I won’t pretend to be a pro at photography – my DSLR manual sits somewhere, collecting dust, despite my annual resolution to learn my camera’s settings – but taking pictures is something I enjoy, to put it mildly. And I can trace one of the reasons for this love to my first visit to Venice’s Rialto Market, way back in June 2005.
On that, my first trip to Italy (and my first big trip abroad), I brought along my trusty point and shoot camera. I took hundreds of pictures that trip, many of them of the two most obvious things: monuments and my friends and I on our many inebriated nights out in Florence. And I treasure each one of those pictures, I do.

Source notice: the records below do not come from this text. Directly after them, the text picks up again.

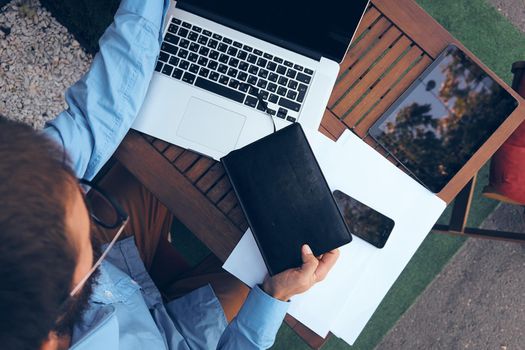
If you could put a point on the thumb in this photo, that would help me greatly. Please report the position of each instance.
(310, 262)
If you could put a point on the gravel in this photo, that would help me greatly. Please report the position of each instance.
(39, 60)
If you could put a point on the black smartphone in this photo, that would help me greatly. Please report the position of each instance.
(363, 221)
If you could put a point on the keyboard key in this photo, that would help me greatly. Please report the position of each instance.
(163, 57)
(233, 62)
(224, 80)
(167, 69)
(214, 76)
(203, 61)
(194, 68)
(213, 43)
(194, 47)
(300, 97)
(214, 55)
(193, 57)
(193, 36)
(232, 51)
(262, 84)
(177, 73)
(272, 66)
(183, 53)
(273, 98)
(202, 40)
(261, 62)
(222, 47)
(251, 101)
(213, 65)
(169, 48)
(184, 64)
(172, 39)
(204, 72)
(173, 29)
(291, 94)
(303, 78)
(224, 58)
(242, 55)
(273, 77)
(263, 73)
(174, 61)
(244, 87)
(204, 51)
(242, 76)
(243, 66)
(233, 83)
(183, 32)
(302, 88)
(222, 68)
(232, 72)
(289, 104)
(283, 81)
(272, 87)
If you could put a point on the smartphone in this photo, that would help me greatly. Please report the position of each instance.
(363, 221)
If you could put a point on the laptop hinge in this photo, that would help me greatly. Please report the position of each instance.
(250, 31)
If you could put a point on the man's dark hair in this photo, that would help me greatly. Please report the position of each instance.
(37, 261)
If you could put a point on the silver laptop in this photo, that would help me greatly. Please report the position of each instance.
(227, 67)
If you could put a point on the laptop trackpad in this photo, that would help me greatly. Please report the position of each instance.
(211, 126)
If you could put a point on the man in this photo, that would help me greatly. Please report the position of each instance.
(58, 289)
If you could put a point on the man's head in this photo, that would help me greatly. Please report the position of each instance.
(45, 239)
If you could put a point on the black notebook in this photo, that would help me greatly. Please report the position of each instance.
(285, 198)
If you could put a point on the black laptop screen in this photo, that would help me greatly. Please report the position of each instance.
(324, 28)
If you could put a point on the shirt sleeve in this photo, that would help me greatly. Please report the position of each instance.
(104, 103)
(257, 323)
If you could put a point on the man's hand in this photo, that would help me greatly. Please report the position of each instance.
(296, 281)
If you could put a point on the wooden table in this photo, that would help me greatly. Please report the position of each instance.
(395, 42)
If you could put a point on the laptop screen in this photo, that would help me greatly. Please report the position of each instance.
(323, 28)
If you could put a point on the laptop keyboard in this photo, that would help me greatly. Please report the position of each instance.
(233, 70)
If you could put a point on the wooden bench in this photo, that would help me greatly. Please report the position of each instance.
(395, 42)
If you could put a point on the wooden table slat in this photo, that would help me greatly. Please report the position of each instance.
(363, 64)
(390, 95)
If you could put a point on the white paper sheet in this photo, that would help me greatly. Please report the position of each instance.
(344, 302)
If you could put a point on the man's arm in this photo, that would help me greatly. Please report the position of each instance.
(105, 102)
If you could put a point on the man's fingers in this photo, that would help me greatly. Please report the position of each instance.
(310, 262)
(325, 264)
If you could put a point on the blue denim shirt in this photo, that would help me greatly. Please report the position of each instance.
(126, 310)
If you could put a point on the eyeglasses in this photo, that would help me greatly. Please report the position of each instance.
(105, 212)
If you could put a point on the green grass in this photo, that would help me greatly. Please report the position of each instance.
(480, 28)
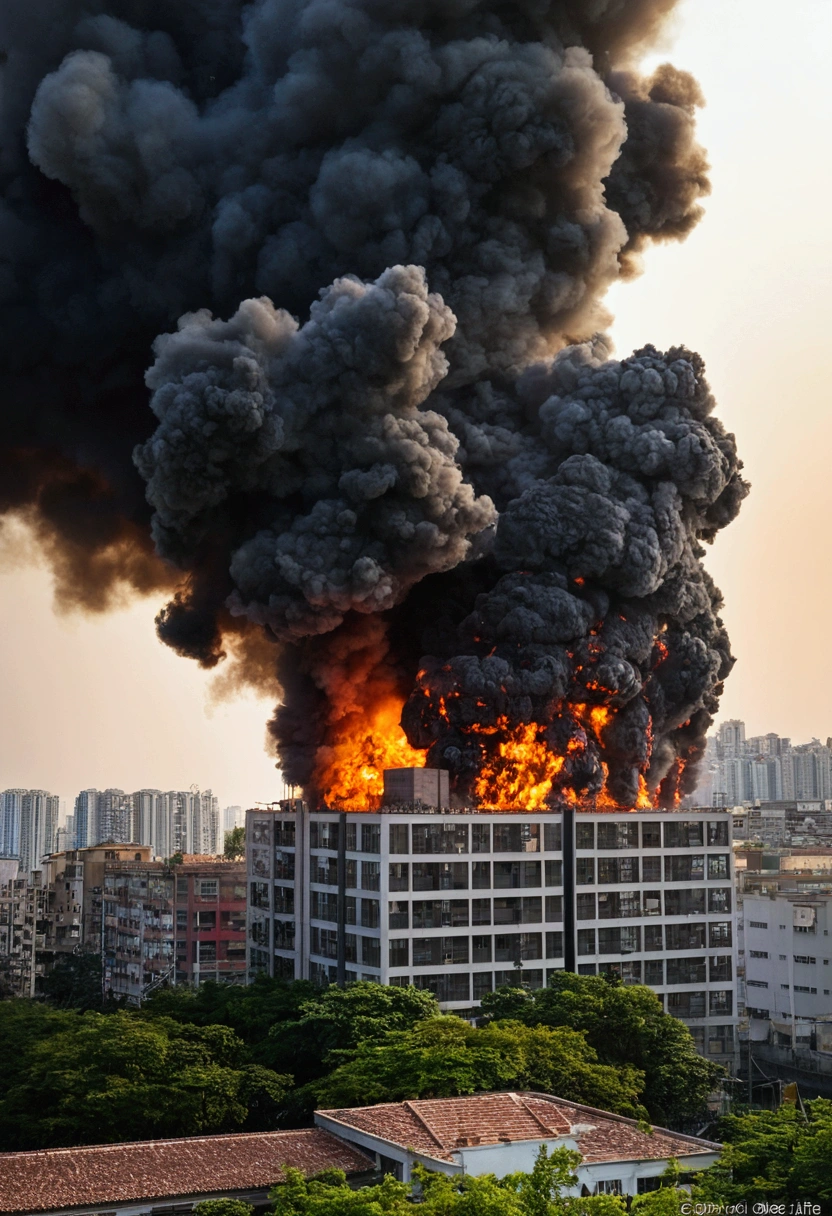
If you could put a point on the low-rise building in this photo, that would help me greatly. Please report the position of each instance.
(502, 1133)
(168, 1176)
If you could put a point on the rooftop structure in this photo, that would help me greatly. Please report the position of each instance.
(150, 1176)
(502, 1132)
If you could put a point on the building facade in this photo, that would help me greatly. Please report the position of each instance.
(460, 902)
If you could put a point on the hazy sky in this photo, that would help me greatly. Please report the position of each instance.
(100, 702)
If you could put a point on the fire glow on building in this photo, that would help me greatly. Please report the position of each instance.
(405, 482)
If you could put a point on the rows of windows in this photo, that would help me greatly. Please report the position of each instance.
(682, 868)
(617, 905)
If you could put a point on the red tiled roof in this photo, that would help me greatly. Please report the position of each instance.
(106, 1174)
(439, 1126)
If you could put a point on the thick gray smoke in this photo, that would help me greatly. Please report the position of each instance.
(405, 209)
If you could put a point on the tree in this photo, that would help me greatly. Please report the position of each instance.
(102, 1079)
(74, 983)
(773, 1155)
(625, 1024)
(235, 844)
(444, 1056)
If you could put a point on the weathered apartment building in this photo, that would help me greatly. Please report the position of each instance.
(462, 901)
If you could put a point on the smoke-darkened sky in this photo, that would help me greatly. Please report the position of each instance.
(97, 701)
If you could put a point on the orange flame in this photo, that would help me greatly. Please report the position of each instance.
(350, 771)
(522, 773)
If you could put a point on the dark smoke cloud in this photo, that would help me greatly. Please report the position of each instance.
(405, 209)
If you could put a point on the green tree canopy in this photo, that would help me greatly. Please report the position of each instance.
(101, 1079)
(235, 844)
(625, 1024)
(444, 1056)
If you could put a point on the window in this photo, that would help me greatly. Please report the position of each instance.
(720, 968)
(686, 1005)
(718, 865)
(618, 836)
(322, 870)
(512, 947)
(720, 1001)
(516, 873)
(399, 952)
(481, 876)
(613, 905)
(285, 833)
(554, 873)
(686, 970)
(685, 936)
(517, 837)
(371, 838)
(651, 836)
(285, 934)
(481, 949)
(552, 837)
(651, 870)
(719, 933)
(370, 874)
(719, 899)
(684, 870)
(439, 838)
(322, 834)
(555, 945)
(371, 951)
(324, 905)
(682, 834)
(718, 832)
(586, 941)
(481, 838)
(483, 983)
(653, 972)
(398, 838)
(619, 941)
(685, 902)
(653, 935)
(399, 876)
(322, 941)
(439, 951)
(440, 913)
(442, 876)
(618, 870)
(285, 899)
(445, 988)
(259, 896)
(584, 871)
(584, 836)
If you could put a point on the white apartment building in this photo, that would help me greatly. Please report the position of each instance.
(788, 962)
(464, 901)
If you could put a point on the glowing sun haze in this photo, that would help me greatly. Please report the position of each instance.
(101, 702)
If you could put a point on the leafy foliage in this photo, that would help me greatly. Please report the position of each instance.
(100, 1079)
(625, 1025)
(235, 844)
(445, 1056)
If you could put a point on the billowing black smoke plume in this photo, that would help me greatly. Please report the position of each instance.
(405, 208)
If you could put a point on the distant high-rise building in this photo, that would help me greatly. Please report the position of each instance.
(232, 817)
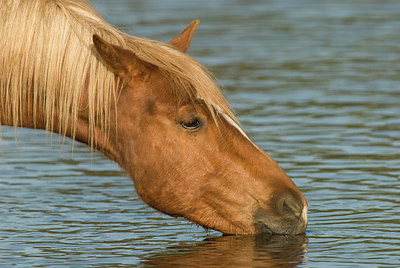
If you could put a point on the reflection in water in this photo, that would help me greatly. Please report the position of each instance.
(236, 251)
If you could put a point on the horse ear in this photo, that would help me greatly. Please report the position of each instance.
(122, 62)
(182, 41)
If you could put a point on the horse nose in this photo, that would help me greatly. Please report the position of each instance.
(288, 216)
(290, 207)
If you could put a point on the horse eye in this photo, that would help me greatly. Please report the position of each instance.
(192, 124)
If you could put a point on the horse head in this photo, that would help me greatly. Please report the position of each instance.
(185, 151)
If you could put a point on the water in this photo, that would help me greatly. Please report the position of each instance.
(314, 83)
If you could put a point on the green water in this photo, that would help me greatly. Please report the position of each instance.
(315, 83)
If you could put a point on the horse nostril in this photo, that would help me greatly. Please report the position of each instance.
(292, 206)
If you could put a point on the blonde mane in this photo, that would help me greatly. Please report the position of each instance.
(47, 58)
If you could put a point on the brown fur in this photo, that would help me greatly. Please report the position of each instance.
(64, 69)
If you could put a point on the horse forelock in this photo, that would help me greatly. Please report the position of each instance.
(46, 51)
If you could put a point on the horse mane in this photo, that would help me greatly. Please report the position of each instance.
(46, 51)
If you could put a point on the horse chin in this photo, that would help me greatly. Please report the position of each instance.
(281, 226)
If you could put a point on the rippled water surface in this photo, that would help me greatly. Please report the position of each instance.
(315, 83)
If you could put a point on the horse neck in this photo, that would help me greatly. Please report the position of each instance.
(25, 117)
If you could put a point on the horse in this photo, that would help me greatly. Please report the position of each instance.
(146, 105)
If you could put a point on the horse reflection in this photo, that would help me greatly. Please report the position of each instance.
(236, 251)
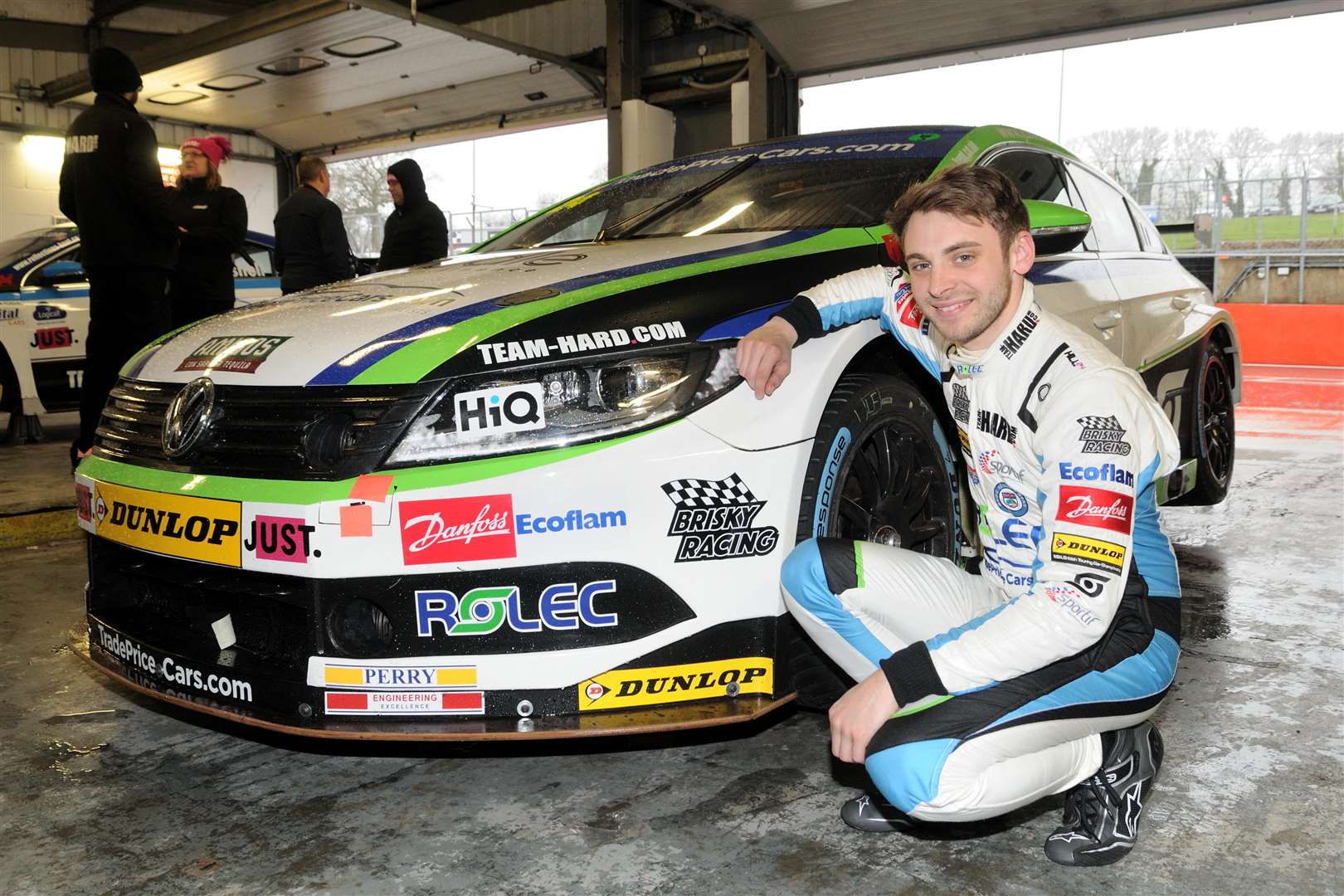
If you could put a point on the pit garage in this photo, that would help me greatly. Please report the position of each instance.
(465, 577)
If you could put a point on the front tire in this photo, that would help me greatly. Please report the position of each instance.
(880, 470)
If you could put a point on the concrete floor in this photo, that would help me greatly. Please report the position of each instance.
(105, 791)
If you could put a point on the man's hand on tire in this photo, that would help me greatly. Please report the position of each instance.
(763, 355)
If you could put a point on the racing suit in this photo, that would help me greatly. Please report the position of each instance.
(1006, 680)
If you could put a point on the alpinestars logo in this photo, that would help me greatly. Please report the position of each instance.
(713, 519)
(1019, 334)
(1103, 436)
(960, 402)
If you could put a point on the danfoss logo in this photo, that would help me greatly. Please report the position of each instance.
(1096, 507)
(452, 529)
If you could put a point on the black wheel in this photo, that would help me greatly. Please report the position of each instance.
(880, 470)
(1214, 437)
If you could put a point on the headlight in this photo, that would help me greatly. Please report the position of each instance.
(561, 405)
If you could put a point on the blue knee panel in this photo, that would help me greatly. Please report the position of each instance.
(806, 581)
(908, 774)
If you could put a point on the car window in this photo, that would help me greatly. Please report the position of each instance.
(1035, 173)
(1113, 229)
(1148, 234)
(261, 264)
(60, 271)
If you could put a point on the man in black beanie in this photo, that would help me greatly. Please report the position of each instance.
(416, 231)
(112, 187)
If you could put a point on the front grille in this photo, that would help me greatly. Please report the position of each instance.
(262, 430)
(171, 603)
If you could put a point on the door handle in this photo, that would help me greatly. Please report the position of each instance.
(1107, 320)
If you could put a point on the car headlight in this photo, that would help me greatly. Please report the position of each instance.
(561, 405)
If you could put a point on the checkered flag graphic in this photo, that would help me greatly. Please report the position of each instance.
(706, 494)
(1090, 422)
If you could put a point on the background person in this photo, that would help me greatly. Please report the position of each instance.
(212, 221)
(416, 231)
(112, 188)
(311, 243)
(981, 694)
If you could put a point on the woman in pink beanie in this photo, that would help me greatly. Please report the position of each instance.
(212, 219)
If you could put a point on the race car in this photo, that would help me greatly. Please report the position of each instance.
(523, 492)
(45, 314)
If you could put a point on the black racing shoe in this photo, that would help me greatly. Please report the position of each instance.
(1101, 815)
(875, 816)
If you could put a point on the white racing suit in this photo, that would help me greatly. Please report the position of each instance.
(1006, 679)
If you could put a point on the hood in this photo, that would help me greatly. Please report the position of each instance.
(411, 179)
(494, 310)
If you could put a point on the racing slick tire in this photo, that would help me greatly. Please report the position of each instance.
(1214, 437)
(880, 470)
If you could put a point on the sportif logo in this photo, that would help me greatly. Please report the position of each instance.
(1103, 473)
(962, 402)
(1090, 553)
(455, 529)
(1096, 507)
(1103, 436)
(494, 411)
(485, 610)
(713, 520)
(992, 464)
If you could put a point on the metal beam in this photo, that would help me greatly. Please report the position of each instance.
(261, 22)
(394, 8)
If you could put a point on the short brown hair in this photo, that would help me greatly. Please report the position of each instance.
(969, 192)
(311, 168)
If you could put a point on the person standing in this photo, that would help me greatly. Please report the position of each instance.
(112, 188)
(416, 231)
(212, 221)
(311, 245)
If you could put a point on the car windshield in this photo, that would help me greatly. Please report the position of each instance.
(812, 187)
(30, 243)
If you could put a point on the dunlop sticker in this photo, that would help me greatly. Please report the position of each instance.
(674, 684)
(180, 527)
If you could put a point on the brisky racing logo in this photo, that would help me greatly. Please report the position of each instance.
(713, 520)
(563, 606)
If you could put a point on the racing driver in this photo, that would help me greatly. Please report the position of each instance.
(980, 694)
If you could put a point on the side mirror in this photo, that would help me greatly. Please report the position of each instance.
(1057, 229)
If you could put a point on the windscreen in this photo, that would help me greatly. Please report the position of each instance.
(806, 184)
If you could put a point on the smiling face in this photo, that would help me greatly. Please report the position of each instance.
(194, 163)
(962, 280)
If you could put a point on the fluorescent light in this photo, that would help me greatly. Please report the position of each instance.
(722, 219)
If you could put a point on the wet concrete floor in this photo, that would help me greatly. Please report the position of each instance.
(105, 791)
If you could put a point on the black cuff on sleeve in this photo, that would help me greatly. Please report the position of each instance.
(804, 317)
(912, 674)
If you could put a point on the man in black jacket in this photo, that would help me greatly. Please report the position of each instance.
(311, 245)
(416, 231)
(112, 187)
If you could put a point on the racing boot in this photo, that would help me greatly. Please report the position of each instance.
(1101, 815)
(875, 816)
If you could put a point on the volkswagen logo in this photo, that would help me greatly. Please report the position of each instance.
(188, 416)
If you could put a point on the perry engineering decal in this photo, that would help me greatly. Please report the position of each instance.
(177, 525)
(713, 520)
(675, 684)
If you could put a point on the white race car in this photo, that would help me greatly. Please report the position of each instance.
(523, 492)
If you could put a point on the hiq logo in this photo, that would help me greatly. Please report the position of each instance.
(505, 409)
(485, 610)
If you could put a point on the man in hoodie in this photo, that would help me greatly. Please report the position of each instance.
(416, 231)
(112, 187)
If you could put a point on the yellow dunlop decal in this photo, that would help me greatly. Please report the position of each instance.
(1090, 553)
(674, 684)
(180, 527)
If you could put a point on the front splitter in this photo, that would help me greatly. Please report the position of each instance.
(598, 724)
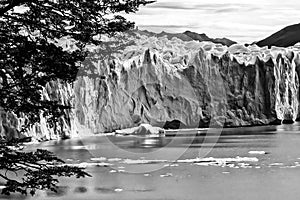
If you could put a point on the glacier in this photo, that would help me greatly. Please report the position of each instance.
(174, 84)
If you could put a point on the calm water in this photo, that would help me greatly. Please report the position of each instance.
(243, 163)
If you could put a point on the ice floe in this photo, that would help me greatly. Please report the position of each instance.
(257, 152)
(166, 175)
(134, 162)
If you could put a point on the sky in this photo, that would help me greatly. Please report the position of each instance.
(243, 21)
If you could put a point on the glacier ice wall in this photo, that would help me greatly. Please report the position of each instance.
(171, 83)
(203, 84)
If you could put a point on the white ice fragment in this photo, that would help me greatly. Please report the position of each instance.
(101, 159)
(135, 162)
(166, 175)
(114, 159)
(257, 152)
(276, 164)
(118, 190)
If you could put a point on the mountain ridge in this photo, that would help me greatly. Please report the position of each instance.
(286, 37)
(188, 36)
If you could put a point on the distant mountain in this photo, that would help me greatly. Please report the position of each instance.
(188, 36)
(286, 37)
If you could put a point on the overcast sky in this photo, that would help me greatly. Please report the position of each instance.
(239, 20)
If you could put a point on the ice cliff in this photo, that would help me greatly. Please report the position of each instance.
(177, 84)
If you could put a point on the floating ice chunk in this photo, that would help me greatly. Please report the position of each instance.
(118, 190)
(86, 164)
(135, 162)
(166, 175)
(257, 152)
(101, 159)
(114, 159)
(220, 160)
(276, 164)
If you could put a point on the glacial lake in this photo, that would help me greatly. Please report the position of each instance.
(261, 163)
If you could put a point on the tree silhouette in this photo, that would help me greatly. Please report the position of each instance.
(31, 58)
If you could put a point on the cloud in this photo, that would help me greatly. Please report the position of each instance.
(243, 21)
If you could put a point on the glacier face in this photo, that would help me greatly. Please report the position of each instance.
(157, 80)
(176, 84)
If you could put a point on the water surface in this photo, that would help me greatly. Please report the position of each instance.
(242, 163)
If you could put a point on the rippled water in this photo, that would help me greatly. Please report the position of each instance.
(242, 163)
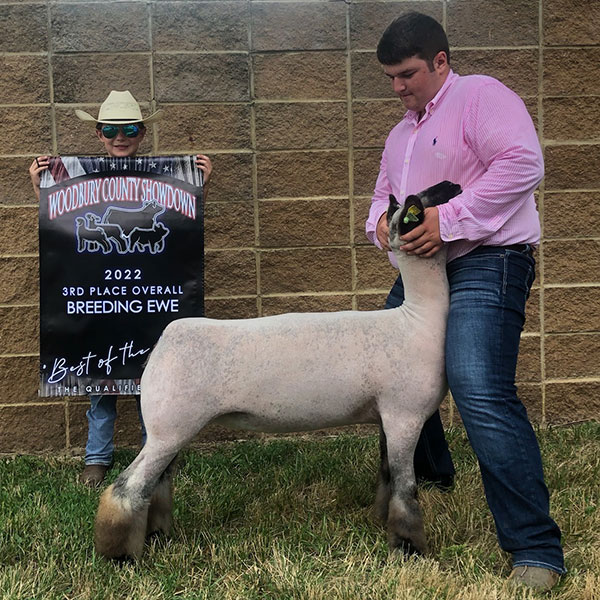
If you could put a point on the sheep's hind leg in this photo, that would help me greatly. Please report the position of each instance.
(405, 521)
(122, 518)
(160, 511)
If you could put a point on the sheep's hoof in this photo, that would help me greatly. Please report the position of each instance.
(407, 547)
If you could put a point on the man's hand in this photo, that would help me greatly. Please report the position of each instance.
(425, 239)
(383, 231)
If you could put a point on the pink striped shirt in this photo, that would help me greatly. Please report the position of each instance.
(476, 132)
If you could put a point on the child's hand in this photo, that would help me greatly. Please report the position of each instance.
(203, 163)
(39, 164)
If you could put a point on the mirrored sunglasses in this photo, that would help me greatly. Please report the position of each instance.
(129, 130)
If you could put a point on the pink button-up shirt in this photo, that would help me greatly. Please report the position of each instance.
(476, 132)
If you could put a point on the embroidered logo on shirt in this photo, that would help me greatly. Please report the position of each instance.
(412, 214)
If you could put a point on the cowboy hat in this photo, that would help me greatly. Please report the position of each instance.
(119, 108)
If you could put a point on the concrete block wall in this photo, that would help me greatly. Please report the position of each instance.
(288, 99)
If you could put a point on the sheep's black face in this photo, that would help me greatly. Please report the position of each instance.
(439, 193)
(401, 220)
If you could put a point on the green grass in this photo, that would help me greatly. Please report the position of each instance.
(290, 519)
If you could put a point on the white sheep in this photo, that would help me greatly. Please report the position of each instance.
(295, 372)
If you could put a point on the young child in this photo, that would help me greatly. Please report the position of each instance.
(120, 128)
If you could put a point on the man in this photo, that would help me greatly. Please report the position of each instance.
(476, 132)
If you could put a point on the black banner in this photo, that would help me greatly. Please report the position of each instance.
(121, 256)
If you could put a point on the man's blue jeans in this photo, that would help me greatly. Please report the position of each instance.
(488, 291)
(101, 427)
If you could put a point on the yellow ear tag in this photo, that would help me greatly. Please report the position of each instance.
(412, 214)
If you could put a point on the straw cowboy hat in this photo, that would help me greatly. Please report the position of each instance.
(119, 108)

But it was looking at one of my friend’s photographs from Venice, and specifically his pictures from the Rialto Market, that made me think about capturing more: not just the broad strokes of a place, but the quiet colorful details, the small moments that give you the greatest sense of place. He took pictures of wine bottles with humorous labels, of overflowing crates of fresh fruit, of colorful ties lined up all in a row (a shot, you will notice, that I could not resist replicating nine years later). Looking through his photographs, I thought about how he captured the market just as I remembered it – and how I wanted to capture more too. And so, in the years since, I have tried to do just that.
It was only fitting, then, that I make a long detour through the Rialto Market on this trip. Weaving my way through its many stalls, I remembered why the place is such a font of photographic inspiration. Piles of produce, colorful collections of knickknacks, and all of it just steps away from Venice’s canals: in short, a photographer – or amateur photographer’s – dream. I poked around for a while, happily snapping away, thinking about my trip then, my life now, and all the little colorful details in between.